伝統的技法で、昔ながらの道具を使って作るこの天然塩はマングローブの森を巡ってたどり着く塩田で育まれます。驚くほどゆっくり、自然に抽出される塩は、天然塩という言葉では収まらないほどの豊かな旨味を含みます。その味は生命の味、大自然の味とも言えるものです。

今現在、この塩はわずか4家族の塩作り職人たちの手作業で作られています。20年前は、50を超える家族がそれぞれの庭先で、この塩を作っていたそうです。それがなぜ今はたった4家族だけになったのか?…それは、道具の老朽化と経済的に買い替えも難しい貧しい暮らしで、道具が新調できずに塩作りを断念して職を代えていったのだそうです。それでも、多くの人はこの塩田から離れることが出来ず、今では塩作りをしていないにも関わらず、ここに住み続けているのです。老朽化していった道具とは… 鉄鍋です。

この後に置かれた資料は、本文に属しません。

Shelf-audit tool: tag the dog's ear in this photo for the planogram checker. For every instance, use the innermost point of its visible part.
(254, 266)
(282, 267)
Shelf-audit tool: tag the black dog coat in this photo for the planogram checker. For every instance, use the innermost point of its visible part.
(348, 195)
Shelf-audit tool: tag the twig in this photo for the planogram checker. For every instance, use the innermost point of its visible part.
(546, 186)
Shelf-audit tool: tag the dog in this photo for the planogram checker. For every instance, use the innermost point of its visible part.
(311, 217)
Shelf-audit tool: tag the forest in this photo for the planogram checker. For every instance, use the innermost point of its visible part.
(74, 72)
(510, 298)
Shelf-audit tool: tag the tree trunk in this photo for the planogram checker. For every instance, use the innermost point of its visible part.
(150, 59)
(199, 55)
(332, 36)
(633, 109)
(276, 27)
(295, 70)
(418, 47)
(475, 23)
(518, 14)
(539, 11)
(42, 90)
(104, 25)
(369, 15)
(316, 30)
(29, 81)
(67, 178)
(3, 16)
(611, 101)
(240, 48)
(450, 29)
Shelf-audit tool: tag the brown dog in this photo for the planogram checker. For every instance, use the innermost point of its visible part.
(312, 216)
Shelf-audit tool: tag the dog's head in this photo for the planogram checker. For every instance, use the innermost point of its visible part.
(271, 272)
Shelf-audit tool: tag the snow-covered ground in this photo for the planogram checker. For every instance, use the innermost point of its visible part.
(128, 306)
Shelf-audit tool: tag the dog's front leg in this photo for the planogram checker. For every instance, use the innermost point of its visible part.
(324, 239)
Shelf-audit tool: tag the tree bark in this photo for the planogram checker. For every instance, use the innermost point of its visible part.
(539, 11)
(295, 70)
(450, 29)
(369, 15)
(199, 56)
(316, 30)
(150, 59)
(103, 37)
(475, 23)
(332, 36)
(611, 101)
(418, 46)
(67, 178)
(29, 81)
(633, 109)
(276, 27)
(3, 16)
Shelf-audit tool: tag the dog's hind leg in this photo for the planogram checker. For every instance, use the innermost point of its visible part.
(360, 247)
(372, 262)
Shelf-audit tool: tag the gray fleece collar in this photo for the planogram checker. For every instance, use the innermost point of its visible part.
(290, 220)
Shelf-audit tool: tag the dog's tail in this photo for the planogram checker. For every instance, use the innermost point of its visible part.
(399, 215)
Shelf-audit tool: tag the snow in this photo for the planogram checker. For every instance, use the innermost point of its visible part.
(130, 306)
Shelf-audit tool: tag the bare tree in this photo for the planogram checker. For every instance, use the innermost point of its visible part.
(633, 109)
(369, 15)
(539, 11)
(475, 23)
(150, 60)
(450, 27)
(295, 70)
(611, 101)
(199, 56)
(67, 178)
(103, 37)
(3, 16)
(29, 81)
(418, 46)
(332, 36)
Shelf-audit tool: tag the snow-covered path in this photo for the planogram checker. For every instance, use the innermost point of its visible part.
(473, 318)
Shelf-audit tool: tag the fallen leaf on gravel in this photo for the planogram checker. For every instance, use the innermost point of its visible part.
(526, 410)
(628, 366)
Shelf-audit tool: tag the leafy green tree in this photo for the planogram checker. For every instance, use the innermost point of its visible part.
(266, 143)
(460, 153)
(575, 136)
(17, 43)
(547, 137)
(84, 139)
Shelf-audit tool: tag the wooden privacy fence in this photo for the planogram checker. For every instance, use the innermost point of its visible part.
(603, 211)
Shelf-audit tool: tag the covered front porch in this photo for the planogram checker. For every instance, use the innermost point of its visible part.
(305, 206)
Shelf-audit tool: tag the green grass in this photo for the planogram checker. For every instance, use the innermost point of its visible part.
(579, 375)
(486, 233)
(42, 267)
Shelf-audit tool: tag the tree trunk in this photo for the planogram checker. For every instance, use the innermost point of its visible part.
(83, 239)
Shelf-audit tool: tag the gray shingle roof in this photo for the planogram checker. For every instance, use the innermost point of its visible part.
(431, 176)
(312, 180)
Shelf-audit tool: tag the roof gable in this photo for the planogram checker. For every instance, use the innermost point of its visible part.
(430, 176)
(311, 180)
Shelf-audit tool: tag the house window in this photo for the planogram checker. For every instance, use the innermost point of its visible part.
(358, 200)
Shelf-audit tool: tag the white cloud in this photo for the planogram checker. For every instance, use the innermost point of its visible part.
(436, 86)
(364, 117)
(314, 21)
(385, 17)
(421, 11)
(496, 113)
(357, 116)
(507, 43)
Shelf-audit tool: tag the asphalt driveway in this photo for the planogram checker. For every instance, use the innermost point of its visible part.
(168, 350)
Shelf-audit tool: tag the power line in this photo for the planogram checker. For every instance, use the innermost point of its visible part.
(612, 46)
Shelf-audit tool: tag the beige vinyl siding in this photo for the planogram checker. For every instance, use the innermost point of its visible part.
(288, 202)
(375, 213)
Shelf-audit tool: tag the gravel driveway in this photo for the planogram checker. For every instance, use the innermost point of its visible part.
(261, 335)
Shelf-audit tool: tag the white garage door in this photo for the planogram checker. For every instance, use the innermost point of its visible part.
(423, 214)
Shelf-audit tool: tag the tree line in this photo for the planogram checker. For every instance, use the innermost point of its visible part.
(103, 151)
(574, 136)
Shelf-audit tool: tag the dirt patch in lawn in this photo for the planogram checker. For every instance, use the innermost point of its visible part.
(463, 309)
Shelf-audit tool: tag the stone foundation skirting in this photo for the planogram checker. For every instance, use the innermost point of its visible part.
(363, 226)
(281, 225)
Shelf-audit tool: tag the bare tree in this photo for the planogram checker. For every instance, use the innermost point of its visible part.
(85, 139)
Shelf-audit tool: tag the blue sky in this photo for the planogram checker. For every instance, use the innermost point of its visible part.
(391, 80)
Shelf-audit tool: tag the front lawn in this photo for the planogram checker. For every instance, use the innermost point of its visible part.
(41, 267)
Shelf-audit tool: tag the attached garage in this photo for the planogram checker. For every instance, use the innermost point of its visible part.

海水を煮込んで塩を抽出する大型の鉄鍋が、この20年で価格が大高騰しました。この鉄鍋は、直径80センチ・重さ50キロを超える鉄の鋳物です。しかし、時代の流れで鉄鍋はステンレス素材に代わり、持ち運びが楽な軽いモノになりました。価格も安くなり、ちょっとした大家族なら買えるぐらいになりました。調理用ならば、それでも良いのですが、塩作りの現場では海水を最低でも4時間は強火で煮込みます。軽量化された鉄鍋やステンレス製の鍋では2日も持たずに焼けて穴が開くそうです。
では、その鉄鍋はどれぐらい高価になったのでしょうか? …20年前は5000ペソで買うことが出来たそうです。しかし、今はこの肉厚の鉄製の大型鍋は1社しか作れず、しかも受注生産です。なんと、30000ペソもするんです。この20年で6倍に値段が高騰した、と考えてください。塩作りをしている貧しい家庭では、容易に手を出せる代物ではありません。

この鉄鍋は重さ50キロを超えます。20年使い続けているのでいつ割れるか、心配が尽きません。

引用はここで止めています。